BioAutoMATEDのオープンソースコードは一般に公開されており、研究者は初期実験を行い、さらなる実験のために機械学習の専門家を雇って別のモデルを構築する価値があるかどうかを評価することができる。
「私たちが望むのは、人々が私たちのコードを利用し、改良し、より大きなコミュニティと協力して、これをすべての人のためのツールにすることです。私たちは、生物学研究コミュニティを盛り上げ、AutoML技術に関連する認知度を高めたいと考えています。それは、厳密な生物学的実践と、ペースの速いAI-ML実践を、現在達成されているよりもうまく融合させることができる、真剣に有用な道筋としてです」と、Soenksen氏は述べている。
論文
- Cell Systems: BioAutoMATED: An end-to-end automated machine learning tool for explanation and design of biological sequences
参考文献
- MIT: MIT scientists build a system that can generate AI models for biology research
- via Interesting Engineering: MIT scientists develop super speedy AI system for biology research
研究の要旨
機械学習(ML)モデルの基礎となる設計の選択は、MLを研究に取り入れようとする多くの生物学者にとって重要な参入障壁となる。自動機械学習(AutoML)アルゴリズムは、生命科学にMLを適用する際に生じる多くの課題を解決することができる。しかし、これらのアルゴリズムは、一般的に生物学的配列(ヌクレオチド、アミノ酸、糖鎖配列など)を明示的に扱わず、他のAutoMLアルゴリズムと容易に比較できないため、システム生物学や合成生物学の研究で使用されることはほとんどない。ここでは、複数のAutoML手法を統一されたフレームワークに統合した、生物学的配列解析のためのAutoMLプラットフォームであるBioAutoMATEDを紹介します。
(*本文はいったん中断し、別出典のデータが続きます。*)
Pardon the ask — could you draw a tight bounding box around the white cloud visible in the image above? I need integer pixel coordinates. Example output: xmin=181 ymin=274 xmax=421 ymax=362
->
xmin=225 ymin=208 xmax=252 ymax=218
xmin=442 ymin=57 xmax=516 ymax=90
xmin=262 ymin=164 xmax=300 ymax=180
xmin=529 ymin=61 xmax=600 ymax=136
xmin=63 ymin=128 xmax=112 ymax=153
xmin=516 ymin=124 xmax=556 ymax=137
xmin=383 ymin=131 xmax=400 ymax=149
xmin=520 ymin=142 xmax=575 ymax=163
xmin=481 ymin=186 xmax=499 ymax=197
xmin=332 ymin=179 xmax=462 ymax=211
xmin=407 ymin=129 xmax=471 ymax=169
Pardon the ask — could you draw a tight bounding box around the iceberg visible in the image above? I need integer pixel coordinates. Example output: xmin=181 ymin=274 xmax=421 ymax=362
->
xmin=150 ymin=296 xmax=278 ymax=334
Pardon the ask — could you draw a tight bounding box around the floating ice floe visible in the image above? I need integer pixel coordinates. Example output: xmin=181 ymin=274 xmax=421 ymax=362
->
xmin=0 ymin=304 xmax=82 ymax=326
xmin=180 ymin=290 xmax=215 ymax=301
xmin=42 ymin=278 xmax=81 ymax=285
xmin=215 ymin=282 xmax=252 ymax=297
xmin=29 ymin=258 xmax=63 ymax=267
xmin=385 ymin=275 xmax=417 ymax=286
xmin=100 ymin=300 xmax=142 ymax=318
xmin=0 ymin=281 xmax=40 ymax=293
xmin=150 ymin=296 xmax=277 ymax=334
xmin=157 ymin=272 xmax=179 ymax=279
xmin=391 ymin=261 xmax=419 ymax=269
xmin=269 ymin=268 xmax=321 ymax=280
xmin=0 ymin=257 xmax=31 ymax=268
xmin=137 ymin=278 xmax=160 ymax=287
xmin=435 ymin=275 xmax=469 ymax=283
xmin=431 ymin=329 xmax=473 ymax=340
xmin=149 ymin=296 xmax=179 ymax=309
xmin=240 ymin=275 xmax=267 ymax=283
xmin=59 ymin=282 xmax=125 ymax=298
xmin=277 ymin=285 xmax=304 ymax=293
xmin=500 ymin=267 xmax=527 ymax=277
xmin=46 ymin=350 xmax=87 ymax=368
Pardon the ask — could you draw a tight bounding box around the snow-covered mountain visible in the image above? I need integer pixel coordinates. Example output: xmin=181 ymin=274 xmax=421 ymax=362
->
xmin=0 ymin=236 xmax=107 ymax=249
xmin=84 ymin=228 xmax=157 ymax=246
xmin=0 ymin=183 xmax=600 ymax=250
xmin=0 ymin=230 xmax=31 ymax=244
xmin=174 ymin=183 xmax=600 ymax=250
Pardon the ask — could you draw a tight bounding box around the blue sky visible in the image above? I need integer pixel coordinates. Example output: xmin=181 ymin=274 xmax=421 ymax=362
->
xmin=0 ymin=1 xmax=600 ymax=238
ユーザーは、生物学的配列の解析、解釈、設計のための関連技術を自動的に得ることができる。BioAutoMATEDは、遺伝子制御、ペプチド-薬物相互作用、糖鎖アノテーションを予測し、顕著な配列特性を明らかにしながら、最適化された合成生物学的コンポーネントを設計します。配列モデリングを自動化することにより、BioAutoMATEDはライフサイエンティストがMLをより容易に仕事に取り入れることを可能にする。